O mar sempre exerceu um fascínio em mim. Não só por suas ondas, areia morna e água salgada, mas pelo seu mistério. Desde pequena gostava de estar para além das ondas. Todo aquele rebuliço e agitação da arrebentação me fazia fugir para dentro do mar, para onde nascem as ondas. Gosto de ver as ondas se formar, ganhar peso e corpo. Elas passam, eu permaneço, sinto o balanço, o ritmo. Gosto ainda mais de olhar o horizonte, aquele mar sem fim. Acho que aprecio a infinitude da superfície, a profundidade do abismo, mesmo que nele experimente a onipotência e a imortalidade ao avesso.
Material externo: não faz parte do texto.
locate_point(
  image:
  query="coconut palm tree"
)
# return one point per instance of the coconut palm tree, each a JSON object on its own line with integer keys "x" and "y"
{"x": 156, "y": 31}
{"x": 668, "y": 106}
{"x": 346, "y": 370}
Abandono meu corpo no ritmo das ondas, flutua na imensidão do céu. Submerso. Abro os olhos. Silêncio é o som das águas profundas. Deixo meu corpo pesar, observo, não tenho vontade de voltar, o abismo tem dessas coisas. Medo, desejo, movimento, intensidade e impermanência – mistério das águas. No mar eu me perco. Num impulso, emerjo, olho para o céu, me encontro (Isabelle Maurutto, 2021).

Ao que parece a maternidade é em si um processo traumático, na medida que é inaugural, novo e impactante na vida da mulher. Meu primeiro puerpério, posso dizer que foram dores e delícias do processo de me tornar mãe, de me autorizar na posição de cuidar de um outro totalmente dependente de mim. Foi transformador, muito potente. Já o segundo puerpério foi mais intenso, mais traumático. Deparei-me com a solidão e com a incógnita de como voltar a ser mulher, uma pessoa inteira novamente. Acredito que viver essa experiência em plena pandemia me marcou de forma diferente. Ainda não sabemos os efeitos que a pandemia causou na população em geral, mas me arrisco a dizer que, para as mulheres e homens que vivenciaram a experiência da parentalidade nesse período de isolamento forçado, as consequências foram importantes. Muitas mulheres-mães diziam estar vivendo com a pandemia um duplo puerpério. A solidão e isolamento típico do período estava sendo vivido em dose dupla, principalmente porque estavam isoladas também de sua rede de apoio. O desamparo, a dependência absoluta do bebê, são também mobilizados na mulher-mãe. Restos que exigirão muito trabalho psíquico, não sem dor e angústia – emoções que a colocam em um estado de solidão ainda mais intenso.

A minha solidão foi um assombro/abismo, temido e desejado. Foi também um puerpério mais exigente por ser mãe de gêmeas – duas meninas. Sinto que deixei-me afetar e me encantei. Reencontrei minha capacidade criativa e espontaneidade na escrita, fiz desse processo um encontro com meus pedaços, fantasmas, enfim com meu abismo.

Referências

FERRARI, R. (2021, Julho, 31). Maternidade: Assombro e Elaboração. [Arquivo de vídeo]. Recuperado de https://youtu.be/ql4XJ1pL0wU.

FERRARI, R.; RIBEIRO, M. Ser mãe, ser pai. Cadernos de Psicanálise | CPRJ, v. 42, n. 42, p. 225-242, 5 ago. 2020.

MAURUTTO, I. [@isabellemaurutto]. (01 fevereiro de 2021). Puerpério. [texto]. Instagram.

NOSEK, L. A Disposição para o Assombro. 2017.